Restoring Postgres databases in Kubernetes

Expected use case: Restoring a previous snapshot for disaster recovery

For restoring Postgres databases in our Kubernetes deployments you should have backups of both the primary db and the codeintel-db. The primary db contains all user information.

To restore persistent volumes you need to

  1. Understand how your Kubernetes cluster provides Persistent Volume (PV) Storage GKE , EKS , AKS
  2. Scale down all pods that are using the PersistentVolumeClaim (PVC)
  3. Backup the current PVCs
  4. Create new PVs that reference the restored snapshots

Steps

  1. Backup the PVCs we will be operating on

    kubectl get pvc pgsql codeintel-db codeinsights-db -oyaml > backupPVC.yaml
    
  2. Ensure that you have snapshots of the necessary PVs (this depends on your deployment environment)

    kubectl get pv $(kubectl get pvc pgsql codeintel-db codeinsights-db -o=jsonpath='{.items[*].spec.volumeName}')
    
  3. Restore the snapshots to new disks that meet the requirements to be consumed by your cluster (same region, etc).

  4. Scale down all deployments to zero (note: both approaches involve downtime, the first approach is preferred)

    kubectl scale deployment  -l deploy=sourcegraph --replicas=0
    

    or (if you are unable to scale deployments to their previous values easily)

     kubectl scale deployment pgsql codeinsights-db codeintel-db  --replicas=0
    
  5. Next, you need to replace the existing PVC and PV.
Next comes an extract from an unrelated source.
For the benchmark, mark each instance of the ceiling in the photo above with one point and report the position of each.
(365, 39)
  6. First, delete the PVC kubectl delete pvc pgsql

  7. Then create the new PV & PVC. The options used to configure the PV will be specific to every provider.

apiVersion: v1
kind: PersistentVolume
metadata:
  name: example-pgsql-volume
spec:
  storageClassName: "sourcegraph"
  accessModes:
    - ReadWriteOnce
  capacity:
    storage: 200Gi
  claimRef:
    namespace: ns-sourcegraph
    name: pgsql
  # You will need to customize the fields below most likely
  gcePersistentDisk:
    pdName: disk-restored-from-snapshot
    fsType: ext4
---
apiVersion: v1
kind: PersistentVolumeClaim
metadata:
  name: pgsql
  namespace: ns-sourcegraph
spec:
  storageClassName: "sourcegraph"
  accessModes:
    - ReadWriteOnce
  resources:
    requests:
      storage: 200Gi
  1. Ensure PVCs become Bound kubectl get pvc -w

  2. (Optional) Commit PVs and PVCs back to deployment repo into the base/${deployment} directory.

  3. Scale deployments back up

  4. If you use our deployment scripts, after committing the change you may run ./kubectl-apply-all.sh again to restore all deployments to their set number of replicas.

  5. Otherwise, kubectl scale deployment pgsql codeinsights-db codeintel-db --replicas=1

  6. After ensuring Sourcegraph is functional, you may delete the previous PVs. If the Reclaim Policy is not set to Delete you will need to manually delete the disk from your provider as well.